Seit Längerem stellt sich die Frage: Wie besteuert man Unternehmen, die keinen realen Firmensitz in einem Land haben, sondern ihre Umsätze in der virtuellen Welt machen? Die Antwort darauf wäre die Einführung einer Digitalsteuer. Gemeint ist eine Steuer, die digitale Unternehmen in jenen Ländern entrichten, in denen sie ihre Produkte anbieten, auch wenn sie dort keine klassische Betriebsstätte haben.

Digitalsteuer auf EU-Ebene

Auf EU-Ebene ist das Thema Digitalsteuer längst kein neues mehr. Bereits im September 2017 forderte EU-Kommissionspräsident Jean-Claude Juncker eine gerechte Besteuerung für die Digitalwirtschaft.

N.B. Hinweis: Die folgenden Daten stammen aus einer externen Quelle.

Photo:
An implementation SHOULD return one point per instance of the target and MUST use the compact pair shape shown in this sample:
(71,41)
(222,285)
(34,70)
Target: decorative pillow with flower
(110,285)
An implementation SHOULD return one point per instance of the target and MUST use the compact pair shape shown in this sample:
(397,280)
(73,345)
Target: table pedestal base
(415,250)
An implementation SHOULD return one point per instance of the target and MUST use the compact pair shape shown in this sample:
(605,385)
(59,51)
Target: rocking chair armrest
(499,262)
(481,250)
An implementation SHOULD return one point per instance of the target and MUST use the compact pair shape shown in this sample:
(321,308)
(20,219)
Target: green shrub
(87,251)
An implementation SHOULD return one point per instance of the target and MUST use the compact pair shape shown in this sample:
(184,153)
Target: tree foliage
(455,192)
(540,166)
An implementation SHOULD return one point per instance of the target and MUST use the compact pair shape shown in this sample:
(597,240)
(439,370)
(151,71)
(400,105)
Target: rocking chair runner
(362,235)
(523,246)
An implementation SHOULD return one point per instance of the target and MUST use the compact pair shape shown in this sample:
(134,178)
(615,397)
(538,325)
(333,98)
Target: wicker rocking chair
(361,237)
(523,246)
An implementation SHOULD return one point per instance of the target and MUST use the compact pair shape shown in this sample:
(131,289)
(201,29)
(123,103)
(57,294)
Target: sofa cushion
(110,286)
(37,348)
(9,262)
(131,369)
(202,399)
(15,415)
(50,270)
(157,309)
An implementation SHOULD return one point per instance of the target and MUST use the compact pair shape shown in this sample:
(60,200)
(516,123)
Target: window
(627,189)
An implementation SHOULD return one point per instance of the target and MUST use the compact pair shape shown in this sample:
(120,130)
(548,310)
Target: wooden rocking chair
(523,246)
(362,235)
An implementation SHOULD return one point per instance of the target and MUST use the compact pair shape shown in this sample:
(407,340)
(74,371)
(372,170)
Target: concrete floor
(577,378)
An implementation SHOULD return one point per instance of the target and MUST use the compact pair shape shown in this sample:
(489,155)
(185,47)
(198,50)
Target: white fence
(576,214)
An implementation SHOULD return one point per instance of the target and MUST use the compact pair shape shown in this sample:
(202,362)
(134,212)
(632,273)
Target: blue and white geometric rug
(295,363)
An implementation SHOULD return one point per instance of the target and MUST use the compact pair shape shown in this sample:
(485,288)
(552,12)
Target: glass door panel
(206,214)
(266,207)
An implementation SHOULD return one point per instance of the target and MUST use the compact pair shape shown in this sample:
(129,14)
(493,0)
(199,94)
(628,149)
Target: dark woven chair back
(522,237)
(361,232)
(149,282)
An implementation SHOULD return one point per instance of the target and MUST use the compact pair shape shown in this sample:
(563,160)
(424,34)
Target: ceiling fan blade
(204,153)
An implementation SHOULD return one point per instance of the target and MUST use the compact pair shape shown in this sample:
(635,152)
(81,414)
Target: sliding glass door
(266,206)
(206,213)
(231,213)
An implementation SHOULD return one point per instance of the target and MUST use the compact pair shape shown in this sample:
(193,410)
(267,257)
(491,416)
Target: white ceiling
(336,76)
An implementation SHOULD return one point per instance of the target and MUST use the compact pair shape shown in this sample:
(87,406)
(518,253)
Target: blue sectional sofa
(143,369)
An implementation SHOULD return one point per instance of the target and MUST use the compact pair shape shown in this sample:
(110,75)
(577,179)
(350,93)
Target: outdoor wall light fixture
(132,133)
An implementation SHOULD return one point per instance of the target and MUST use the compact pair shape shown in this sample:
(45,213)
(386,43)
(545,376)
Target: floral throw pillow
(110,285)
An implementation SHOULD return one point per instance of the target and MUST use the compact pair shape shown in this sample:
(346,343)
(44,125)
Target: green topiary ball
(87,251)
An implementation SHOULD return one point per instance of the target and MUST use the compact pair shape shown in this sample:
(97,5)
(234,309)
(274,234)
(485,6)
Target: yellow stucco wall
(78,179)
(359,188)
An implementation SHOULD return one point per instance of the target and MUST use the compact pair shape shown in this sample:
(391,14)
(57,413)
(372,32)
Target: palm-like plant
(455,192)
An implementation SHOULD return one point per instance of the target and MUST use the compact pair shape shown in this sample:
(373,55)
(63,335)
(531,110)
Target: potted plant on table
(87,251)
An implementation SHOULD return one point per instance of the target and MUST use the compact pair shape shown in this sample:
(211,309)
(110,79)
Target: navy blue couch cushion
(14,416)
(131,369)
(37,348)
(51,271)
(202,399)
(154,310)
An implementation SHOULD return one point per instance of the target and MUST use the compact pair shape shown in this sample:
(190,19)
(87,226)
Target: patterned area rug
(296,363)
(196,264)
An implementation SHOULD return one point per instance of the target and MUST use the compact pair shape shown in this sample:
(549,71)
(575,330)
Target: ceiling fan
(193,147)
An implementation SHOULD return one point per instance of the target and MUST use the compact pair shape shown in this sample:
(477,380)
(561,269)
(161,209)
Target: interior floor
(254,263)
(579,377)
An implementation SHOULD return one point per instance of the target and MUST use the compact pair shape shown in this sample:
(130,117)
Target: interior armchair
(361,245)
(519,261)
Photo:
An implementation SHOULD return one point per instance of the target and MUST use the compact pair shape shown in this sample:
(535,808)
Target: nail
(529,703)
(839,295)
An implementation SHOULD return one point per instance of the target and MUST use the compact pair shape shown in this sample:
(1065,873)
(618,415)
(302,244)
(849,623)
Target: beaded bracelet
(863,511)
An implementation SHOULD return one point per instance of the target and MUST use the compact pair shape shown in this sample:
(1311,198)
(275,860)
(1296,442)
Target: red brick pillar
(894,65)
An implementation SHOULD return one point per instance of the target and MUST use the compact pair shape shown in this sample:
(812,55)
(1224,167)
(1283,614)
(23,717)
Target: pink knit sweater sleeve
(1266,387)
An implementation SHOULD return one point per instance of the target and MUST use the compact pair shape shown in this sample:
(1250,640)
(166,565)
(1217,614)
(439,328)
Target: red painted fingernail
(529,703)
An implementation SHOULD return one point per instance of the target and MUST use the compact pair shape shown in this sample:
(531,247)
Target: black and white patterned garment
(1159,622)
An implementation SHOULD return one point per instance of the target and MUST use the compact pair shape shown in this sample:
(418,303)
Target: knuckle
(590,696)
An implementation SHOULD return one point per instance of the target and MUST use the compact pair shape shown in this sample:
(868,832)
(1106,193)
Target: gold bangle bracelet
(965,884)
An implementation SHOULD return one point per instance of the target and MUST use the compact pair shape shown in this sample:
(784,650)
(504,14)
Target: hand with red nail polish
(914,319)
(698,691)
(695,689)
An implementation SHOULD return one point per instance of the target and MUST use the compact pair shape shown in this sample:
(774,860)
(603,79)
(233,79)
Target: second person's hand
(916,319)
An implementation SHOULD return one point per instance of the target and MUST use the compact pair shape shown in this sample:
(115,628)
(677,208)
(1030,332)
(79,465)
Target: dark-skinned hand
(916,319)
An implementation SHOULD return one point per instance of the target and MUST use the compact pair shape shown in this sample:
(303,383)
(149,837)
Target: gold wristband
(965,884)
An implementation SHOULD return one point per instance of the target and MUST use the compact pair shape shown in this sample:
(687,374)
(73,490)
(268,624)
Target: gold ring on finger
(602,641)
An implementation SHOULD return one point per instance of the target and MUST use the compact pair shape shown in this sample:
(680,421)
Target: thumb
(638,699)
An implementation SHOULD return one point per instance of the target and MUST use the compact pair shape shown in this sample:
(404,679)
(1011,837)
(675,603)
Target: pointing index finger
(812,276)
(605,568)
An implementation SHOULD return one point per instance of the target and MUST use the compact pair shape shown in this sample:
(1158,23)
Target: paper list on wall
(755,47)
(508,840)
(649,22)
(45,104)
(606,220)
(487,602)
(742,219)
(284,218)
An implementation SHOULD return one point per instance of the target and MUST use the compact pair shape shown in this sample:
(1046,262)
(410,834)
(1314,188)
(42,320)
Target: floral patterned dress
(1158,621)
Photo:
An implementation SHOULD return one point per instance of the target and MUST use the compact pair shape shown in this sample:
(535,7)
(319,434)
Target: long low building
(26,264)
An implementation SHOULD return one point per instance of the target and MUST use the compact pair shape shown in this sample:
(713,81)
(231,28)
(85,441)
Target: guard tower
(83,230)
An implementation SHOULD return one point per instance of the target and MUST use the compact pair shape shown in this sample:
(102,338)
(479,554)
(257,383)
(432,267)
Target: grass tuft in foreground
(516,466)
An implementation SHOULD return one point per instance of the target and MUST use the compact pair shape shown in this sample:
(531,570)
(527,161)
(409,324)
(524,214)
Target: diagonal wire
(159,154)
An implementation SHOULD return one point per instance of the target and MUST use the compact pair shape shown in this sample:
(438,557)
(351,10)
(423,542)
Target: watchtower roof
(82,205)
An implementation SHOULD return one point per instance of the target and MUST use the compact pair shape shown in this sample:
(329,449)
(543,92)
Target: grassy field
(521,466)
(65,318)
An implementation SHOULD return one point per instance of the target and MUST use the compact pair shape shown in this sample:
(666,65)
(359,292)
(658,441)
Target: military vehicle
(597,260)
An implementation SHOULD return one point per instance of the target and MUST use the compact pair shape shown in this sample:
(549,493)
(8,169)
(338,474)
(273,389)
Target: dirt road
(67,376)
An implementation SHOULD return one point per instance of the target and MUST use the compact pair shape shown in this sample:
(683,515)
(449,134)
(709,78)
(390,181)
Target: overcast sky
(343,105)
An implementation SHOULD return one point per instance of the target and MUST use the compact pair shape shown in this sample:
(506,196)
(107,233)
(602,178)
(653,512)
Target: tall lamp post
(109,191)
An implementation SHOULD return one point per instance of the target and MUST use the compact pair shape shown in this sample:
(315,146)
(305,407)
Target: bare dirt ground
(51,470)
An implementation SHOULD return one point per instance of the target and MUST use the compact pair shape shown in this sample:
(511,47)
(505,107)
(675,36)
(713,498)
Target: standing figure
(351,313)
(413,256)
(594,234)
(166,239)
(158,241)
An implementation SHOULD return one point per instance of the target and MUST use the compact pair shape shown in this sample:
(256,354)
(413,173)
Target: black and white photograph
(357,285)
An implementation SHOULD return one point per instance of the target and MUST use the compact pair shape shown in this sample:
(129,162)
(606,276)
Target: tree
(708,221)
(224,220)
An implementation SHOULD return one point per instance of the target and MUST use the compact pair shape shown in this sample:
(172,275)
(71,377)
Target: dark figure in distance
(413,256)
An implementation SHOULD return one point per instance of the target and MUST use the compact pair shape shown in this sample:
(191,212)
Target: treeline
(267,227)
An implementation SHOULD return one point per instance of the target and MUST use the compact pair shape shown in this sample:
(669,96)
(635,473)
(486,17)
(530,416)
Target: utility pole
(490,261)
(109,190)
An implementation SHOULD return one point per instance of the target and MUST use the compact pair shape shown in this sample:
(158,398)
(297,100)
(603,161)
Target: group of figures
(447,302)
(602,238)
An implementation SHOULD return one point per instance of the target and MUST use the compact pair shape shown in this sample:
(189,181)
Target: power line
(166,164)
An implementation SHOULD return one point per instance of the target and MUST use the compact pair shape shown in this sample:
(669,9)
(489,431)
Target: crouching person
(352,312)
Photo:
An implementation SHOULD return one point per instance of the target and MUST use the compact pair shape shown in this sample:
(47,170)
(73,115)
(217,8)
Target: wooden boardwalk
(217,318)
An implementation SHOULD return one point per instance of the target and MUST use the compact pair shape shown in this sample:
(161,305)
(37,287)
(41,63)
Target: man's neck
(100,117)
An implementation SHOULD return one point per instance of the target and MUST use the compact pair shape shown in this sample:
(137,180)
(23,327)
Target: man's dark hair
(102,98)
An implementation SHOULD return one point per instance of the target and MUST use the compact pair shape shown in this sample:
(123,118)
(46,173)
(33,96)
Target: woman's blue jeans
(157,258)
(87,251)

Denn jedes Jahr, das ohne eine solche Steuer verstreicht, führe zu weiteren Wettbewerbsverzerrungen sowie verlorenen Steuereinnahmen – eine Lücke des internationalen Steuerrechts, die es zu schließen gelte. Daraufhin gab es eine Kommissionsinitiative, die sich damit beschäftigte, dass Unternehmenserträge der digitalen Welt auch dort besteuert werden, wo sie tatsächlich anfallen.

„Wir brauchen eine Digitalsteuer – es geht nicht anders“, betonte Jean-Claude Juncker letztes Jahr bei einem Wirtschaftsgipfel.

Weiter ging es 2018 mit einem Richtlinienvorschlag. Dieser legte neben der juristischen Definition einer digitalen Betriebsstätte auch den Wirkungsbereich einer solchen Digitalsteuer fest: Unternehmen mit einem jährlichen weltweiten Gewinn in Höhe von 750 Millionen Euro sowie EU-Erträgen in Höhe von 50 Millionen Euro. Darunter fallen beispielsweise große Konzerne wie Google, Facebook und Amazon. Dabei wurde ein Steuersatz von 3 Prozent vorgeschlagen – in Summe wären das EU-weit jährliche Steuereinnahmen in Höhe von 5 Milliarden Euro.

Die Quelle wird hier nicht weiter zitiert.